Nelle ultime settimane di tempo da perdere ne ho parecchio, così mi capita spesso di curiosare tra i profili FB. Uomini e donne (oddio, stavo quasi per dire 'ragazzi e ragazze') che hanno fatto parte della mia vita di bambino e poi di adolescente. 

Ci sono quelli più grandi. Non proprio 'amici', eh. Alcuni hanno 2-3 anni più di me, e da ragazzini una simile differenza era un abisso.
Però si abitava vicino, di frequentavano gli stessi posti, alcuni erano fratelli\sorelle maggiori dei nostri compagni di gioco, era normale incontrarli, vederli, vedersi.

Ecco, vedo che loro, i 'grandi', si vedono spesso. Vedo che si trovano, cenano, fanno selfie. 

Poi ci sono i vecchi 'amici' di infanzia, quelli con cui si giocava a pallone, si andava in bici, si passavano pomeriggi interi a parlare di figa, si facevano vasche ininterrotte in via Roma, si andava a ballare al Big (rigorosamente di pomeriggio).

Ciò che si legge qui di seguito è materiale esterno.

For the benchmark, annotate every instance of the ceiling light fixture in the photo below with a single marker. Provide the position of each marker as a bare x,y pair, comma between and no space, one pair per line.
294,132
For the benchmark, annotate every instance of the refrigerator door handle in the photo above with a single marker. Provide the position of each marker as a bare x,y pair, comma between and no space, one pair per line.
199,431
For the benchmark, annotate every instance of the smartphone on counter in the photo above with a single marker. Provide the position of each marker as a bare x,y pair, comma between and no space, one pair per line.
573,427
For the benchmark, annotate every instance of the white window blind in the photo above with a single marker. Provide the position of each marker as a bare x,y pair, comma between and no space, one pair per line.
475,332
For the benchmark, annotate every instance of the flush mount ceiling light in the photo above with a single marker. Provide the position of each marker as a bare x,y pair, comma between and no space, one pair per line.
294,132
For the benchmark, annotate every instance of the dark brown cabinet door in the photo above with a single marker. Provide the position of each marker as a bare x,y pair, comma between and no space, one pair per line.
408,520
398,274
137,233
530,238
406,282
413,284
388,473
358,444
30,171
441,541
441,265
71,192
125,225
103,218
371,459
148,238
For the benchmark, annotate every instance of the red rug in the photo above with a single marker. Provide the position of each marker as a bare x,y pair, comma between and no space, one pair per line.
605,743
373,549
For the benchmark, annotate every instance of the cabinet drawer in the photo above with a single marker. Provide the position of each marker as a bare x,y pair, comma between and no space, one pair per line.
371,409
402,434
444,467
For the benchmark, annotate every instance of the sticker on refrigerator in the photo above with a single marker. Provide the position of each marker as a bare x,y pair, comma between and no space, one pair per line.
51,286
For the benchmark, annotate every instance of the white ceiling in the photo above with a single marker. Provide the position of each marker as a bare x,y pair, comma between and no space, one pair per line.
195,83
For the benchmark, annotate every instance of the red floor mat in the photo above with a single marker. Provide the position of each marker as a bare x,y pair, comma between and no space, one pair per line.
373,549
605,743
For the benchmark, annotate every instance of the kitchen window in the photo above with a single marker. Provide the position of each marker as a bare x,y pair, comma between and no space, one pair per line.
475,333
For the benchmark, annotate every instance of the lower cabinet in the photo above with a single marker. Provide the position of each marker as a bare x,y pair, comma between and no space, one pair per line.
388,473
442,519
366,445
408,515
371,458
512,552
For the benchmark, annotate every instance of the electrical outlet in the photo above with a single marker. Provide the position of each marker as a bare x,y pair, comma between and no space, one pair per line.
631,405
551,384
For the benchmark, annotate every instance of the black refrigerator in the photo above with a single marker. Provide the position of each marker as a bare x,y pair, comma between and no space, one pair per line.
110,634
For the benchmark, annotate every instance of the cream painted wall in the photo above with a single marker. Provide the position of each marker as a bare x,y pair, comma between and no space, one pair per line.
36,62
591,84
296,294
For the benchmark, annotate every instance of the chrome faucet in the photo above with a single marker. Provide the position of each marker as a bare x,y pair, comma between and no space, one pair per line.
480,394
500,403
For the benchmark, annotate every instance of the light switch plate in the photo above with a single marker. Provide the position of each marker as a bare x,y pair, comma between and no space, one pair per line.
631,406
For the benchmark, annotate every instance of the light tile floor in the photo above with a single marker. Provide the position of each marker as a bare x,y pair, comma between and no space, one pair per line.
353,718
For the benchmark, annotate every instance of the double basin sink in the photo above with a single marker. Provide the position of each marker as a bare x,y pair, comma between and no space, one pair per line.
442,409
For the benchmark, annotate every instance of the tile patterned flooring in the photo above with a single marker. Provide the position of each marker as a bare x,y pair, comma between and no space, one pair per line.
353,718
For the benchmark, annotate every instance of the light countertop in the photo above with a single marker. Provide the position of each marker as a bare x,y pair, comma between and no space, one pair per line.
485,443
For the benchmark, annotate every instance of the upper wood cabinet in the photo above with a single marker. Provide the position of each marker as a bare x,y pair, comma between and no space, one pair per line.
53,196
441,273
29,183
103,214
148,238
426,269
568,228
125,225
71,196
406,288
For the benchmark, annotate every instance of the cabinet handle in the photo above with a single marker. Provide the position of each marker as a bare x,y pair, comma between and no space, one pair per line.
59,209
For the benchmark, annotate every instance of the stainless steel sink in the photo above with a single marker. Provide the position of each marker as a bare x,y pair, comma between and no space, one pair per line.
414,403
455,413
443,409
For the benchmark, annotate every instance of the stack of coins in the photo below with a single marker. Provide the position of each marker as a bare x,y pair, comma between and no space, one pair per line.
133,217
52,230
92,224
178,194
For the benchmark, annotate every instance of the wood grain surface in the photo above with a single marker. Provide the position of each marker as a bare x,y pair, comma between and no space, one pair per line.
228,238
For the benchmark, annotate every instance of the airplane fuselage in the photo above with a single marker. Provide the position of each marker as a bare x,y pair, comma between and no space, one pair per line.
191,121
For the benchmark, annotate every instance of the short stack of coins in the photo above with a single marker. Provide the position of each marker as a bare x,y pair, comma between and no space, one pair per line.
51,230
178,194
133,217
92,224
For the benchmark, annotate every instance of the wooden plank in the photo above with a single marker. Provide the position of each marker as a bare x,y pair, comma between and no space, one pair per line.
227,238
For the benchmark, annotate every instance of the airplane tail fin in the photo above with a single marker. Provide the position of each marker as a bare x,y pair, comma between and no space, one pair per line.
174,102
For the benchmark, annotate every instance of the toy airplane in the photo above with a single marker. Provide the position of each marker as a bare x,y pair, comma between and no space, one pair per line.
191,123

Gianni, Andrea, Luca, Cesare, Igor. 
35-40 anni fa erano loro il mio mondo. 

Adesso, escludendo ovviamente la buonanima di Cesare, scomparso prematuramente... con gli altri non ci si vede praticamente mai. Che dico, vedersi. Se ci incontriamo per strada, è già tanto se ci salutiamo.
Continuo a scervellarmi e non capisco da che cosa dipenda. Possibile che pochi anni in più o in meno facciano tutta questa differenza di mentalità?

A pensarci bene, è la stessa cosa che mi succede con i miei vecchi compagni di scuola. Rivisti l'anno dopo la maturità, e poi più nulla per più di 30 anni.

Stai a vedere che il problema magari sono io.